Platform Configuration
Writing Platform Configurations
Added in version 8.0.0.
See also
Listing available platforms
If you are working on an institutional network, platforms may already have been configured for you.
To see a list of available platforms:
cylc config --platform-names
To see the full configuration of available platforms:
cylc config --platforms
This is equivalent to cylc config -i 'platforms' -i 'platform groups'
What Are Platforms?
Platforms define settings, most importantly:
A set of
hosts
.A
job runner
(formerly abatch system
) where Cylc can submit a job.An
install target
for Cylc to install job files on.
Why Were Platforms Introduced?
Allow a compute cluster with multiple login nodes to be treated as a single unit.
Allow Cylc to elegantly handle failure to communicate with login nodes.
Reduce the number of ssh connections required for job submission and polling.
What Are Install Targets?
Install targets represent file systems. More than one platform can use the
same file system. Cylc relies on the site configuration file global.cylc
to determine
which platforms share install targets.
Cylc will setup each remote install target once. During setup it will:
Install workflow files
Symlink directories
Copy authentication keys (to allow secure communication)
Note, if missing from configuration, the install target will default to the platform name. If incorrectly configured, this will cause errors in Remote Initialization.
If you log into one system and see the same files as on another, then these two
platforms will require the same install target in global.cylc
config file.
Example Platform Configurations
Detailed below are some examples of common platform configurations.
Submit PBS Jobs from Localhost
The scheduler runs on the
localhost
platform.Platforms can share hosts without sharing job runners.
Scenario
You have a cluster where you can submit jobs from the Cylc scheduler host using PBS.
The localhost
platform is the Cylc Scheduler host, as configured in
global.cylc[scheduler][run hosts]available
. This is the host that
the workflow will start on. For more information, see
Platform Configuration.
Our platform pbs_cluster
shares this localhost
host and setting the
install target to localhost
ensures that Cylc knows this platform does not
require remote initialization.
[platforms]
# The localhost platform is available by default
# [[localhost]]
# hosts = localhost
# install target = localhost
[[pbs_cluster]]
hosts = localhost
job runner = pbs
install target = localhost
Our Cylc scheduler does not have a job runner defined. Any job submitted to
this localhost
platform will run as a background job. Users can now set
flow.cylc[runtime][<namespace>]platform
= pbs_cluster
to run
pbs jobs.
Note
Both hosts
and install target
default to the platform name.
Multiple Platforms Sharing File System with Cylc Scheduler
Platform names can be defined as regular expressions.
Scenario
Everyone in your organization has a computer called desktopNNN
,
all with a file system shared with the scheduler host. Many users
will want their desktop set up as a platform to run small jobs.

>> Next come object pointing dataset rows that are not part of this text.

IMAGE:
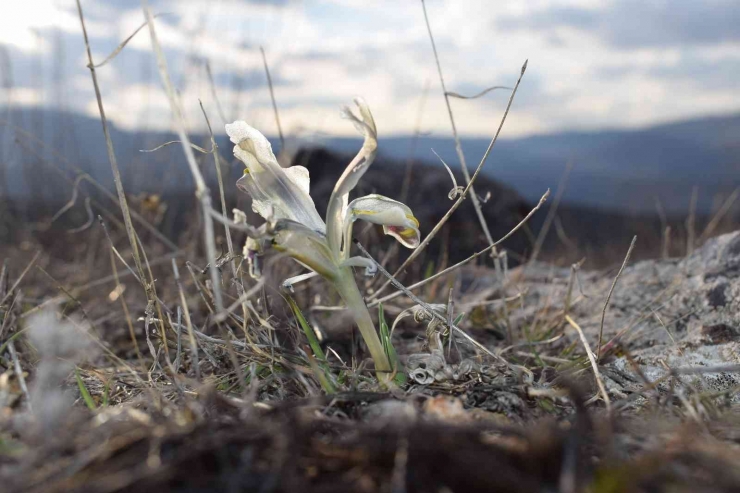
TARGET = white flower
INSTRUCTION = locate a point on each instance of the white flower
(281, 196)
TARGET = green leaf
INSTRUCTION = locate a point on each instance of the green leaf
(320, 369)
(390, 351)
(313, 341)
(83, 391)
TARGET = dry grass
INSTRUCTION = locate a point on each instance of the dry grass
(180, 373)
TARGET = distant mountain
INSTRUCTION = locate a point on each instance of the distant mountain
(618, 171)
(613, 170)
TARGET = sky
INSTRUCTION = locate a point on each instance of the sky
(592, 64)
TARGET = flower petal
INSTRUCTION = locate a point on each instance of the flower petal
(351, 175)
(396, 218)
(284, 190)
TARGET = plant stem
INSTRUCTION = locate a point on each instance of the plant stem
(347, 287)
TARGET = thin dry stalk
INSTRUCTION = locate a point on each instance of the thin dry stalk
(112, 155)
(472, 257)
(188, 323)
(215, 98)
(551, 212)
(458, 146)
(124, 305)
(134, 215)
(222, 195)
(272, 98)
(691, 222)
(19, 373)
(594, 364)
(202, 192)
(609, 296)
(425, 305)
(415, 253)
(466, 173)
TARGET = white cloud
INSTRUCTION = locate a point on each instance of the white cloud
(322, 53)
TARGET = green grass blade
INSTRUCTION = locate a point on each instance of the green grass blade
(390, 351)
(310, 334)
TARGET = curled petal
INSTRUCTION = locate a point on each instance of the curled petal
(365, 124)
(396, 218)
(284, 190)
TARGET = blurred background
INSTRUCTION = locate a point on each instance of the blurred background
(630, 108)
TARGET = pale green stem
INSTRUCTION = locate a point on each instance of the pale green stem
(347, 287)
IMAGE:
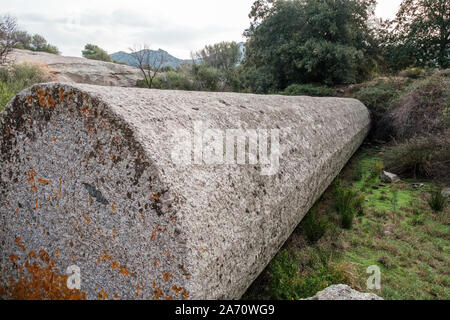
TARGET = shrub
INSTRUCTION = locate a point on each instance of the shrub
(284, 276)
(357, 172)
(413, 73)
(437, 201)
(426, 157)
(308, 90)
(174, 80)
(376, 170)
(422, 110)
(347, 204)
(314, 226)
(288, 282)
(378, 98)
(16, 78)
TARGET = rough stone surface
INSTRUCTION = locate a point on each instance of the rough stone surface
(79, 70)
(343, 292)
(388, 177)
(446, 192)
(87, 179)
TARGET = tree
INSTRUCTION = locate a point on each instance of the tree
(94, 52)
(223, 55)
(8, 28)
(38, 43)
(148, 66)
(420, 34)
(299, 41)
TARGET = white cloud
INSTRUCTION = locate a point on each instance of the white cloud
(178, 26)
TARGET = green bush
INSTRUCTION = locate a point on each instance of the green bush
(287, 282)
(437, 201)
(413, 73)
(174, 81)
(347, 203)
(284, 276)
(308, 90)
(426, 157)
(376, 170)
(16, 78)
(314, 226)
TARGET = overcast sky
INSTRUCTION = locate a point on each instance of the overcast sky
(177, 26)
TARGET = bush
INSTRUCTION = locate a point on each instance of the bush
(378, 98)
(425, 157)
(347, 203)
(308, 90)
(422, 110)
(376, 170)
(314, 226)
(284, 276)
(174, 81)
(413, 73)
(357, 172)
(288, 282)
(16, 78)
(437, 201)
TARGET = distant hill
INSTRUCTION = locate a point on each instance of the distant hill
(169, 60)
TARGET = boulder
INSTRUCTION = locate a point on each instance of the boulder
(79, 70)
(388, 177)
(127, 193)
(343, 292)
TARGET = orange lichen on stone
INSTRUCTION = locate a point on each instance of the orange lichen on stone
(156, 230)
(103, 295)
(106, 256)
(115, 265)
(39, 282)
(167, 276)
(158, 293)
(45, 98)
(13, 258)
(124, 271)
(31, 174)
(18, 242)
(61, 95)
(43, 181)
(176, 289)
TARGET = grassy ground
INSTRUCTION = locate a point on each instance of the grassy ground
(396, 230)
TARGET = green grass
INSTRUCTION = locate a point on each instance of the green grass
(398, 232)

In this scenario, Cylc does not need to install files on the desktop, since
required files which are on the scheduler host will be accessible on the
desktop. From Cylc’s point of view, the desktop and scheduler hosts are
considered different platforms but must share an install target.

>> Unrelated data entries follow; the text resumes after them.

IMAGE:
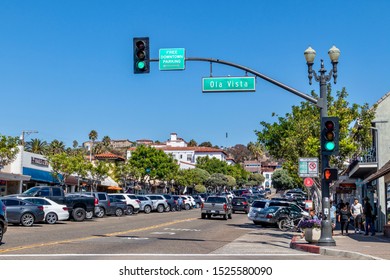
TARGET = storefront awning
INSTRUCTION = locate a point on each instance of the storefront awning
(13, 177)
(381, 172)
(39, 175)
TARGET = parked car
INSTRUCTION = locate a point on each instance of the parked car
(79, 205)
(198, 200)
(146, 204)
(117, 207)
(103, 203)
(22, 212)
(258, 205)
(159, 202)
(53, 211)
(240, 204)
(3, 221)
(271, 216)
(171, 202)
(133, 205)
(216, 206)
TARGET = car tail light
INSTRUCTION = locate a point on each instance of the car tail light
(225, 207)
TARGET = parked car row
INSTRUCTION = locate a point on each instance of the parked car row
(269, 212)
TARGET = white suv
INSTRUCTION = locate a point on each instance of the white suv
(159, 202)
(133, 205)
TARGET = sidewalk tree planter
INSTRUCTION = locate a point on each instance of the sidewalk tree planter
(312, 235)
(312, 229)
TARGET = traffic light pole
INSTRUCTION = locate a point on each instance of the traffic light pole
(326, 226)
(326, 238)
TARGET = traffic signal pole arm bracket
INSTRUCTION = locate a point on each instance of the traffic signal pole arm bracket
(257, 74)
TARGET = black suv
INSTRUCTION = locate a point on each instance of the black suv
(240, 204)
(3, 221)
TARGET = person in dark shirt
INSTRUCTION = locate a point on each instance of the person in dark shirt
(369, 216)
(343, 219)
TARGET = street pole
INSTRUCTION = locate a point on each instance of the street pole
(326, 238)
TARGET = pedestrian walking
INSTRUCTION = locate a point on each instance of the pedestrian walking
(356, 212)
(180, 202)
(343, 219)
(369, 216)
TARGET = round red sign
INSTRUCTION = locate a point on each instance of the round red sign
(308, 182)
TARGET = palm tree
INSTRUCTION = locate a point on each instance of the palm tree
(36, 146)
(56, 147)
(92, 136)
(106, 142)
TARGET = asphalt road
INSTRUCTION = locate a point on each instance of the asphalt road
(170, 235)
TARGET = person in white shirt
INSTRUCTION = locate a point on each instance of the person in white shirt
(356, 212)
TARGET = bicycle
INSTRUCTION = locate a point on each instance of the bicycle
(291, 224)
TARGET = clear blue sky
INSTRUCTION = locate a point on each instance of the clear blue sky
(66, 66)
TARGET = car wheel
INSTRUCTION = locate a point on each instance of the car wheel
(130, 210)
(160, 208)
(100, 213)
(27, 219)
(79, 214)
(1, 232)
(118, 212)
(147, 209)
(51, 218)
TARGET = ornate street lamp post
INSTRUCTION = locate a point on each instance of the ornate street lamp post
(334, 53)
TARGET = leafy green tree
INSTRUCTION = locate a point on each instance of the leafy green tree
(240, 153)
(298, 133)
(281, 180)
(153, 164)
(36, 146)
(212, 165)
(55, 147)
(8, 149)
(217, 181)
(192, 143)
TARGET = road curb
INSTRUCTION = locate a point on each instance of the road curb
(296, 243)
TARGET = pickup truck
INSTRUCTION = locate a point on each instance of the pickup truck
(79, 205)
(216, 206)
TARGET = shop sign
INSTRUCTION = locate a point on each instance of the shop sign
(40, 161)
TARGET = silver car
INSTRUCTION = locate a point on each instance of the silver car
(23, 212)
(146, 205)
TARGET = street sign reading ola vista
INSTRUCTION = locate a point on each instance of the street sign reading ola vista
(226, 84)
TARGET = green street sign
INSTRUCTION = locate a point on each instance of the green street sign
(228, 84)
(172, 59)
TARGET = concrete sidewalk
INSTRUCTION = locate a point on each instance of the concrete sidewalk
(354, 246)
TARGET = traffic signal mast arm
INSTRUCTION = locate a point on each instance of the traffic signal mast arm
(257, 74)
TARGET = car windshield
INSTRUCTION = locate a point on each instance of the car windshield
(259, 204)
(31, 191)
(216, 199)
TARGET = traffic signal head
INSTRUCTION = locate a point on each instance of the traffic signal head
(330, 135)
(330, 174)
(141, 55)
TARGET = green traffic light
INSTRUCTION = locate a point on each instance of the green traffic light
(141, 65)
(329, 146)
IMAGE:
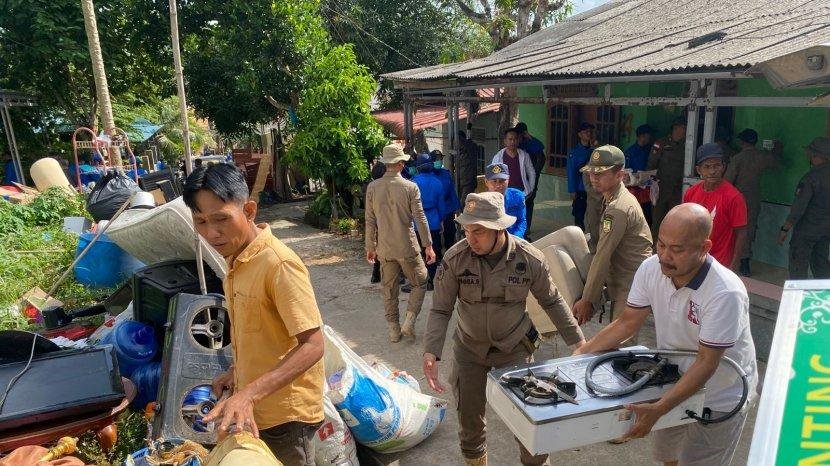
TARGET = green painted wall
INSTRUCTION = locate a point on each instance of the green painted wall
(794, 127)
(534, 115)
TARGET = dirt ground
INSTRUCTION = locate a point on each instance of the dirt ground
(353, 307)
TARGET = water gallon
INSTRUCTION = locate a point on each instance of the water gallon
(134, 343)
(105, 265)
(47, 172)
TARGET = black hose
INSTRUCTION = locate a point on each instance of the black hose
(703, 418)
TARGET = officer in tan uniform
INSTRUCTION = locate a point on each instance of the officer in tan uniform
(392, 204)
(490, 274)
(668, 156)
(624, 240)
(744, 172)
(593, 212)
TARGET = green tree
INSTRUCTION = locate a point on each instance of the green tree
(238, 52)
(336, 135)
(392, 36)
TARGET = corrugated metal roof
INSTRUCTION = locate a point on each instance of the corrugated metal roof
(649, 37)
(428, 116)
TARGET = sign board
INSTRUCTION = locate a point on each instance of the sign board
(793, 424)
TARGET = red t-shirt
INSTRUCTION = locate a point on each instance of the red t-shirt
(728, 210)
(514, 170)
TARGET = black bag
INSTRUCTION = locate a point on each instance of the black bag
(109, 194)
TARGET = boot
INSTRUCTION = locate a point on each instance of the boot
(744, 268)
(394, 332)
(480, 461)
(408, 328)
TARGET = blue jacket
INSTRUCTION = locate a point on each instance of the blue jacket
(636, 157)
(450, 197)
(577, 158)
(514, 204)
(431, 198)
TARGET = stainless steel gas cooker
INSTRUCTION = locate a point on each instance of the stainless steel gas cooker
(543, 418)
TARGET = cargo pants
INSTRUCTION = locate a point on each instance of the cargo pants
(468, 378)
(415, 271)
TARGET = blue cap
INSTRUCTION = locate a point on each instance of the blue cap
(423, 162)
(496, 171)
(710, 150)
(644, 129)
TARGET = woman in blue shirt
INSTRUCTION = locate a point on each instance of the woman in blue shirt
(496, 178)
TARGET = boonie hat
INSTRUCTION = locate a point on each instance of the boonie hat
(496, 171)
(603, 158)
(393, 153)
(487, 210)
(748, 135)
(710, 150)
(820, 146)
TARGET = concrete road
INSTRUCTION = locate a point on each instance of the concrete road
(353, 306)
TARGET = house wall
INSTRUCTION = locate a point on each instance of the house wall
(795, 127)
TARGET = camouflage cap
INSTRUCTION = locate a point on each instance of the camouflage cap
(393, 153)
(487, 210)
(604, 158)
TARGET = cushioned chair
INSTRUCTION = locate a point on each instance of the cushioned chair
(566, 252)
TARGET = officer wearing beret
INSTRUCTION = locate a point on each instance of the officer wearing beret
(489, 274)
(668, 157)
(810, 216)
(744, 172)
(624, 239)
(496, 177)
(392, 205)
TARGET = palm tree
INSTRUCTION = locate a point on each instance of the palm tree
(98, 72)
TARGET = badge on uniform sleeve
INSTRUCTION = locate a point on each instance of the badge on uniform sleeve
(439, 274)
(607, 223)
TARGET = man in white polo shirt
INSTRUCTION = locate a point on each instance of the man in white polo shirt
(698, 304)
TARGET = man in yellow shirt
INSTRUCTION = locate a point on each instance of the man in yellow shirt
(276, 381)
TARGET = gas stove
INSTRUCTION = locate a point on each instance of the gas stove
(548, 407)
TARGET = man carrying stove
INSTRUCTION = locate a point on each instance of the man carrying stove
(700, 304)
(490, 274)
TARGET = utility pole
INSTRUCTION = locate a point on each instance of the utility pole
(177, 63)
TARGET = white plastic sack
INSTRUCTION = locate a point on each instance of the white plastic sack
(382, 414)
(333, 443)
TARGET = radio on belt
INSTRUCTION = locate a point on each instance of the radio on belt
(548, 407)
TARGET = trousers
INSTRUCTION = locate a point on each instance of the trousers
(415, 271)
(469, 379)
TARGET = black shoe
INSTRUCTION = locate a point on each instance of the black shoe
(744, 268)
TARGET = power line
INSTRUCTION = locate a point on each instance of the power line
(356, 26)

Cylc needs to be told that these platforms share an install target and so we
configure this using the designated configuration item:
global.cylc[platforms][<platform name>]install target
.
global.cylc[platforms][<platform name>]
has optional configuration
[[[meta]]]
which users can view with cylc config --platforms
. We will add
a description designed to help users in this example.
The following platform definition is simplified, taking advantage of defaults
for hosts
and install targets
.
[platforms]
[[desktop\d\d\d]]
install target = localhost
[[[meta]]]
description = "Background job on a desktop system"
As before, a localhost
platform is available by default.
desktop\d\d\d
is a pattern which defines multiple platforms.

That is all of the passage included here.